Rating: PG, for mild action and some rude humor.
The scene-stealing penguins from the Madagascar series get their own movie, which is sort of an origin story and sort of a spin-off. It explains how the foursome — Skipper, Kowalski, Rico and Private — became globetrotting super spies, and it follows them on an all-new adventure. John Malkovich provides the rich voice of the shape-shifting villain who’s their target: an angry octopus who’s pretending to be a mad scientist. He kidnaps penguins from zoos and aquariums around the world and plans to zap them with a serum that will turn them into monstrous versions of themselves. His hope is that they’ll seem less adorable and appealing to the masses, but what they become is more silly than frightening. The penguins find themselves in several perilous situations but always manage to escape. There’s a lot of playful spanking among the animals as well as some fart jokes and double entendres about flatulence, but it’s the kind of harmless, puerile humor that routinely cracks kids up. Nothing here is shocking or inappropriate. Fine for all ages, although a lot of the pop-culture references are purely for adults.

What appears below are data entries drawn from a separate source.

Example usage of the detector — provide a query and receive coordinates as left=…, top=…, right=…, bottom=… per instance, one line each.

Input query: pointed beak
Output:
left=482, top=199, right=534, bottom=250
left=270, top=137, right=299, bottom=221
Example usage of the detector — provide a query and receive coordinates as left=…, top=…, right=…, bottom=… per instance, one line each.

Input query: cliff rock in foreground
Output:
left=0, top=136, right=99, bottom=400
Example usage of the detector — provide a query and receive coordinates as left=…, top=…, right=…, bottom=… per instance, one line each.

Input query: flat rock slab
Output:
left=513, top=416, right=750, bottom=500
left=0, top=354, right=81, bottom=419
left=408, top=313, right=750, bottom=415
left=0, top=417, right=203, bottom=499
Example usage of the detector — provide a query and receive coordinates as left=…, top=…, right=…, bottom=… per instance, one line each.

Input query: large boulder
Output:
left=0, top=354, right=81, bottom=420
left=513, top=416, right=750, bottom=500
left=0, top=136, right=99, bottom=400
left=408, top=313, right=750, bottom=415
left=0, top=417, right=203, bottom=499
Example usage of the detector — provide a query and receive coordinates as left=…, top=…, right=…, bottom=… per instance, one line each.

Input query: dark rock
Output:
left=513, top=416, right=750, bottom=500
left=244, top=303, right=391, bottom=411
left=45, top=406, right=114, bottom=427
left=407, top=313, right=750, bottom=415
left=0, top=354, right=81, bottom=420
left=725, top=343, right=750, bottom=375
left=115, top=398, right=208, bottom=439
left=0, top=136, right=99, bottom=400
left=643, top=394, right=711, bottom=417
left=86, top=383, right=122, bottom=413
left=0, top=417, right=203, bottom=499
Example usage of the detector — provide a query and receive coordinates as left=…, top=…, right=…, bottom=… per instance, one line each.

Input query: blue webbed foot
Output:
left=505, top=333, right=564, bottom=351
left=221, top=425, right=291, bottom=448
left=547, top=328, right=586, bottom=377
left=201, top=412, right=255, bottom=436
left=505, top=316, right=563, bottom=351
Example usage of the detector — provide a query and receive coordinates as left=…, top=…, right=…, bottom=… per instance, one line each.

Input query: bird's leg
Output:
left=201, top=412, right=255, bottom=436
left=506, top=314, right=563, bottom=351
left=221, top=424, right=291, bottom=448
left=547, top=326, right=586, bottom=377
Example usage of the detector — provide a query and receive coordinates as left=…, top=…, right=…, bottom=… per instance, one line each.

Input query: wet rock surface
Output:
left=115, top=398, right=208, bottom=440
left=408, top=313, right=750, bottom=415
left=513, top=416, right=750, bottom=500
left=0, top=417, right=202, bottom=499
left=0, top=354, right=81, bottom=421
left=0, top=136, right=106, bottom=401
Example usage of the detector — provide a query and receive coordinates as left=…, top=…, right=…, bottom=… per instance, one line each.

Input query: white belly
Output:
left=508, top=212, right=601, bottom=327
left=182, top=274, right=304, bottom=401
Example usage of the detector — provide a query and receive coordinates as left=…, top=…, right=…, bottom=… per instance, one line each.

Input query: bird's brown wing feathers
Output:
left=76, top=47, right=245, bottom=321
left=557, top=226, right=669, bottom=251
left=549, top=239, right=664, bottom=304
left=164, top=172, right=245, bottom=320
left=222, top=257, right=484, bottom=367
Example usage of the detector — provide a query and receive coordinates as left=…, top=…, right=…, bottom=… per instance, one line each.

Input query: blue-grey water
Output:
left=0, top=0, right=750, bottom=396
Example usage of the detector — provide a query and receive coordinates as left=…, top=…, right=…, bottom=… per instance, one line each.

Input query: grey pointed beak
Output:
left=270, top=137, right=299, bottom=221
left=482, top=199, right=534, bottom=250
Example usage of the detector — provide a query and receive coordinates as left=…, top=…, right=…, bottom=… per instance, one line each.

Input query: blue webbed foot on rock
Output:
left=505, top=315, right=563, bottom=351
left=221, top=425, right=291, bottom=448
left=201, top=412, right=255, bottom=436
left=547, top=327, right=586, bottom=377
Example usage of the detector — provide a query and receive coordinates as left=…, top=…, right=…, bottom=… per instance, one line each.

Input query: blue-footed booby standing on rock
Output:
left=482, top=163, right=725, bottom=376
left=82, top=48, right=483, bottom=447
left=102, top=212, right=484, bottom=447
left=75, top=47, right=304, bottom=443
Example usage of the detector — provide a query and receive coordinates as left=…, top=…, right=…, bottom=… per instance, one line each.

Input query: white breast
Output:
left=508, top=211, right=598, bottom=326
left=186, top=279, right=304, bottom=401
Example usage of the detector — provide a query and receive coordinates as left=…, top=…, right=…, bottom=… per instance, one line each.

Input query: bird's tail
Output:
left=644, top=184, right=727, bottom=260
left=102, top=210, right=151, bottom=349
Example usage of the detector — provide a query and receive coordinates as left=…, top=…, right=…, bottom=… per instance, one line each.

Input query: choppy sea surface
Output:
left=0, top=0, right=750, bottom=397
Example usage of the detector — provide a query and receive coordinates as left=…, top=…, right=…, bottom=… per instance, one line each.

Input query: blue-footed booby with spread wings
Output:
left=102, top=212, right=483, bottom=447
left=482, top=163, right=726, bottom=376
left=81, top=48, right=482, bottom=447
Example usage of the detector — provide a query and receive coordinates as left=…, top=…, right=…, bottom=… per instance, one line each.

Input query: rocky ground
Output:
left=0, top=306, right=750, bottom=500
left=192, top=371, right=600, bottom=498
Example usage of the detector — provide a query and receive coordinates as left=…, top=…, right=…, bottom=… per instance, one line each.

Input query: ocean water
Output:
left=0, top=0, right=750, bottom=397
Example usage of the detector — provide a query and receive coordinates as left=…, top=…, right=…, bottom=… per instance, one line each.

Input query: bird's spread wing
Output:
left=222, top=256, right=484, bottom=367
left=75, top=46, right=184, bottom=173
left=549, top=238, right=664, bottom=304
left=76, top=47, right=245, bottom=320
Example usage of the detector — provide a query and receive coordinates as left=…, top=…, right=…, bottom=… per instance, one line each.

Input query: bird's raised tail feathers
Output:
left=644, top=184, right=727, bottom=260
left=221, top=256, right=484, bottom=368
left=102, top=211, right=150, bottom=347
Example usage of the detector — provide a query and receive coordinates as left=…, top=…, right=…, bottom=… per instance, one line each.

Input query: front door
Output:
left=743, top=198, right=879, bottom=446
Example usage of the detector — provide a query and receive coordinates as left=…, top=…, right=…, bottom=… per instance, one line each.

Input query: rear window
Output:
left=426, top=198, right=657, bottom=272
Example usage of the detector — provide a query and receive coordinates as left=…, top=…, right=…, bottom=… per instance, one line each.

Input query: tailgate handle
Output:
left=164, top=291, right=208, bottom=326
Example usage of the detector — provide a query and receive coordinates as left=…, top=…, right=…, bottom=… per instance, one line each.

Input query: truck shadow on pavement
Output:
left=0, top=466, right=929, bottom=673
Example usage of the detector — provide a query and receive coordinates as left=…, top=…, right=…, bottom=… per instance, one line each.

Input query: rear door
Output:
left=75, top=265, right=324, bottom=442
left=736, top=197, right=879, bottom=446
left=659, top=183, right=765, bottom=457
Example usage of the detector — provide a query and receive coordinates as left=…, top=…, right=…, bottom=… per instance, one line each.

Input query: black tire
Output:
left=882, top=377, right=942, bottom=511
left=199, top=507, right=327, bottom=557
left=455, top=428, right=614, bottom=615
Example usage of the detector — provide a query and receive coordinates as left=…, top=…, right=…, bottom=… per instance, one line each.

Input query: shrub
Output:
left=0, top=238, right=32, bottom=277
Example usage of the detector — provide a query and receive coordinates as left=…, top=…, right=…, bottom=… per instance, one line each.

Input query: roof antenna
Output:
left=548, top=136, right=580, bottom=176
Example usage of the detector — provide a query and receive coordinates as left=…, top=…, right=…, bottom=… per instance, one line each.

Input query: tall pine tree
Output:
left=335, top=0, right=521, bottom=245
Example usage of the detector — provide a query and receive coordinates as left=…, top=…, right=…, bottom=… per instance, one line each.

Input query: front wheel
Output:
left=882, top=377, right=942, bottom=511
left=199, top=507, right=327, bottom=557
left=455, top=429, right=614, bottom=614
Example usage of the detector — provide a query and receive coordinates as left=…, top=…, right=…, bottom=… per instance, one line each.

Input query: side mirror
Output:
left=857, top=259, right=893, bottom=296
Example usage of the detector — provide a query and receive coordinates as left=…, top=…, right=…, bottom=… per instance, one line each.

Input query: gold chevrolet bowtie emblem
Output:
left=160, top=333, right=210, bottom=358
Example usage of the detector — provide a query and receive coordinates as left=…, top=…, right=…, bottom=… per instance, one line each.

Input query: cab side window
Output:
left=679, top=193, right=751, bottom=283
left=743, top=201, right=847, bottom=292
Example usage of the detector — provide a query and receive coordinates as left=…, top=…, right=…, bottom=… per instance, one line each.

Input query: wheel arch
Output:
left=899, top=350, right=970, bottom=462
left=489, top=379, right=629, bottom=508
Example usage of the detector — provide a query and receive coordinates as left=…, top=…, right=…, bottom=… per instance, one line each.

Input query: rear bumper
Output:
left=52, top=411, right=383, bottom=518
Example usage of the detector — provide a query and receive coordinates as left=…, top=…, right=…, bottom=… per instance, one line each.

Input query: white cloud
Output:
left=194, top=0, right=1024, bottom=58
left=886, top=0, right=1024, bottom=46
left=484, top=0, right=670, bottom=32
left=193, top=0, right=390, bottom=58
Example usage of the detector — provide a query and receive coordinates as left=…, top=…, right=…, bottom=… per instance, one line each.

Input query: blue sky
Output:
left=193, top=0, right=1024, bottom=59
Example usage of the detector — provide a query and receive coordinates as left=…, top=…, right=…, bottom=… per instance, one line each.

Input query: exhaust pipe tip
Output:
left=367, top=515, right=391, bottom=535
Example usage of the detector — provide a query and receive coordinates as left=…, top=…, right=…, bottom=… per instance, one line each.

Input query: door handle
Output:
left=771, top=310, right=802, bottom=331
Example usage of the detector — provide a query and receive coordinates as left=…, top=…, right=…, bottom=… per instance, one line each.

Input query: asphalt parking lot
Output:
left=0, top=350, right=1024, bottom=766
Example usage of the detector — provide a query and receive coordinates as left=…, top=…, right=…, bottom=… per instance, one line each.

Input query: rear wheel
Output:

Rating: PG-13, for mature thematic image and some sci-fi action/violence.
Mature tweens and older are probably the appropriate audience for this sci-fi drama/thriller — yet another based on a Young Adult novel set in a rigidly structured, post-war future. Brenton Thwaites stars as Jonas, the obligatory, plucky teen who dares to rise up and shake up the status quo. Jonas is chosen as the keeper of all memory in this sterile, black-and-white community; Jeff Bridges is the giver of the film’s title, who passes along the information he’s been storing. This includes color, music and love but also violence, war and hatred, with a series of harrowing images flashing through the young man’s mind as he receives them. Jonas and his girlfriend, Fiona (Odeya Rush), find themselves in danger when it becomes clear to the elders (led by Meryl Streep, of all people) that they’ve started thinking for themselves. There’s also a disturbing subplot involving the killing of infants who don’t meet the community’s precise standards.
Rating: PG-13, for sexual references, crude humor and language.
Nearly a year after it arrived in theaters, this raunchy and racially tinged Christmas comedy is coming out on DVD. Think of it as a lump of cinematic coal in your stocking. But if you’re home flipping channels after a long day of shopping and it pops up, or if it happens to be on television at a holiday party, there’s nothing here that will permanently scar your children. It’s just sloppily made, as all Tyler Perry movies tend to be. This time, Perry climbs back into the sassy drag of his Madea persona, a crass and wacky old lady with no internal censor. Most of the stuff she babbles about will go over kids’ heads: references to lingerie, drugs andstrippers, for starters. Larry the Cable Guy shows up and amps up the vulgarity with some sexual innuendos — which, again, probably won’t register with young viewers. There’s also a massively contrived car crash and explosion that might have been slightly suspenseful in the hands of someone, you know, capable.